Russian “Trolls” turn to Western AI for their disinformation campaigns

The Bell

Russian internet trolls have been caught using Western AI to generate and spread disinformation about Moscow’s invasion of Ukraine. Russia’s own homegrown AI-powered services aren’t up to the task since they are coded to refuse to answer questions related to the war in order to avoid breaking strict military censorship laws.

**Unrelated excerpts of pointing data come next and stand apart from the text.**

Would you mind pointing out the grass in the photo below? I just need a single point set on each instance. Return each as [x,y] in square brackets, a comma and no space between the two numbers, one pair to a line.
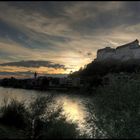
[37,121]
[115,109]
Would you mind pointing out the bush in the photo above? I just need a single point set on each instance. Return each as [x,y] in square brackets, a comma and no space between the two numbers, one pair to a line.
[14,114]
[115,109]
[39,120]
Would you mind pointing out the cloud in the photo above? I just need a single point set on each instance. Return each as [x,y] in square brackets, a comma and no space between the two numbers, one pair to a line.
[34,64]
[56,31]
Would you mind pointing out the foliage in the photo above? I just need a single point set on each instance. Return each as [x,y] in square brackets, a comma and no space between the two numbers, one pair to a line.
[115,109]
[38,120]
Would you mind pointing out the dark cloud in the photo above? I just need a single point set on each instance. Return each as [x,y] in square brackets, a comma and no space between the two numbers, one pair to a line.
[36,64]
[89,53]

  • Over the last three months, OpenAI — the creator of ChatGPT — has exposed five covert influence campaigns, including two carried out by groups based in Russia that had used artificial intelligence to create a huge amount of content related to the war in Ukraine. In one of the schemes, Russian trolls used OpenAI’s language model to write commentaries in English, French, German, Italian and Polish that were then published on X and the 9GAG platform. In another that OpenAI dubbed “Bad Grammar”, the trolls used OpenAI to generate and post short political comments in English and Russian on Telegram channels, with the content aimed at audiences in Ukraine, Molova, the Baltics and the United States.
  • Russian trolls have been forced to use foreign AI services because their Russian equivalents are essentially censored. Chatbots developed by Russian IT companies refuse to answer questions about the war in Ukraine. For example, voice assistants will not say “what happened” in Bucha, a town near Kyiv where Russian soldiers notoriously slaughtered civilians.
  • Alexander Krainov, a top manager of Yandex (the so-called Russian Google), said that if a question refers to a topic on which some responses or opinions carry the threat of criminal prosecution, the service refuses to answer. He added that this is the best his company can do. “Because, if we had answered poorly, we would most likely have been banned,” said Krainov.

Why the world should care

Russian chat-bots have to operate under censorship, an approach which erases certain topics from their generative models. That does not mean that the average Russian internet user cannot find out what happened in Bucha — Russian censorship is still a long way from the Great Firewall of China.